I was thinking we should specify that emHeight is for the top/bottom of all the em boxes of fonts used and 'fontBoundingBox' to be of the selected font only. Unless there's another definition of 'fontBoundingBox' that I'm missing somewhere. WDYT?

dbaron commented 5 years ago

There's a clear distinction between fontBoundingBoxAscent and emHeightAscent even for a single font; the font bounding box includes the vertical extents of all the glyphs in the font, whereas the em-height is just a design space, exactly the height of the font size, but some glyphs generally overflow it. So that wasn't at all how I saw the distinction.

(Unfortunately I've been unable to find a good diagram showing this; the ones I've found either don't distinguish between font metrics and glyph metrics clearly or focus on the latter rather than the former, or they're just wrong in major ways...)

dbaron commented 5 years ago

(there's a nice diagram in https://github.com/opentypejs/opentype.js/issues/367#issue-403535747)

fserb commented 5 years ago

This diagram is also on WhatWG, but I don't see how it helps that difference. We already have actualBoundingBox. The way I understood what you said is that fontBoundingBox is the highest of all the glyphs of the font (not only the used glyphs), right?

Anyway. I see the difference between fontBoundingBox and emHeight.

One issue is that the current implementation on Safari and Chrome return the emHeightAscent of the specified font. We could change the spec to that. No?

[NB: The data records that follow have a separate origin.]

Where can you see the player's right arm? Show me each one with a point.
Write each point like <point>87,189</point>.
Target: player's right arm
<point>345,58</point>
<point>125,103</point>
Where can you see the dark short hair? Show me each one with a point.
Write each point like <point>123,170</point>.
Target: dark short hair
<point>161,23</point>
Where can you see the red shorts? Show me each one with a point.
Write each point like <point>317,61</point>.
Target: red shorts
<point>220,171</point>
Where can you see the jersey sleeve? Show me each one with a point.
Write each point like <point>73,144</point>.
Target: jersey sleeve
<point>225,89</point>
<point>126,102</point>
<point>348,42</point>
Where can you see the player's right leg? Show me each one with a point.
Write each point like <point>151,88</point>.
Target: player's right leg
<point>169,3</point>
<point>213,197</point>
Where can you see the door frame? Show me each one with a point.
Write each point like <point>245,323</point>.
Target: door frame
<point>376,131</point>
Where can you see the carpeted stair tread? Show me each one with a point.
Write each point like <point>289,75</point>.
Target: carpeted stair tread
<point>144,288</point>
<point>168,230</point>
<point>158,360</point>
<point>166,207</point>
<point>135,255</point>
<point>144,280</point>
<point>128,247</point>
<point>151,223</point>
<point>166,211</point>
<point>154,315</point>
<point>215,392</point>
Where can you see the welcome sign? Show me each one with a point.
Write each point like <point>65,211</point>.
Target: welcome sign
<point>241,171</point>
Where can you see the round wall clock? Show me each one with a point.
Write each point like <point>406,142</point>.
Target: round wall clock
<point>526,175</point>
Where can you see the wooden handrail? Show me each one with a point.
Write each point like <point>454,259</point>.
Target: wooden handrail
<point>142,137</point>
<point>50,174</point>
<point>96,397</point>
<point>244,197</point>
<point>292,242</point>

dbaron commented 5 years ago

actualBoundingBox is a function of the glyphs that are used; you'd get a smaller height for the text "o" then the text "d", and you'd get an even larger height for "È". fontBoundingBoxAscent would be from the relevant baseline to "top of bounding box" in that diagram, regardless of the glyphs. emHeightAscent would be from the relevant baseline to the "top of em square" in that diagram, also regardless of the glyphs. (Although not quite regardless of the glyphs, since you'd consider all the fonts needed to draw the glyphs given, but you wouldn't consider the glyphs beyond their influence on the set of fonts.)

At least that's my interpretation...

fserb commented 5 years ago

It's still not clear what's the difference between actualBoundingBox and fontBoundingBoxAscent. What is the "top of bounding box regardless of the glyphs"? I agree with the rest.

yiyix commented 5 years ago

let me try to understand this.

I think you mean the following: actualBoundingBoxAscent/Descent is from baseline to "the top of glyphys" that are used. fontBoundingBoxAscent is from baseline to "top of bounding box" in that diagram, regardless of the glyphs. And "top of bounding box regardless of the glyphs" meaning of all the fonts used to render the text?

I also have trouble to understand the difference between the top of glyphs and the top of the bounding box. Could you explain it more? Thank you.

fserb commented 4 years ago

Trying to sum up the discussion we had:

dbaron commented 4 years ago
  • We want to make fontBoundingBox and emHeight to explicitly talk about the currently selected font (similar to what CSS does)

Rather than "currently selected font", I think the best term to use is first available font, which is what the font relative length units reference.

  • Update the definition of fontBoundingBox* to include an implementation note that should follow the proper OpenFont table (I don't remember which one).

I think what @jfkthame suggested was the sTypoAscender and sTypoDescender from the OS/2 table.

jfkthame commented 4 years ago

I think what @jfkthame suggested was the sTypoAscender and sTypoDescender from the OS/2 table.

Just to confirm - yes, I think that's the most useful option.

Perhaps also with a note that if no OS/2 table is present, it should fall back to the ascender and descender from the hhea table -- historically, Apple at least used to ship fonts with no OS/2 table. (Note that OS/2 is not included in Table 2: The required tables in the Apple TrueType spec, although it is required by the Microsoft OpenType spec.)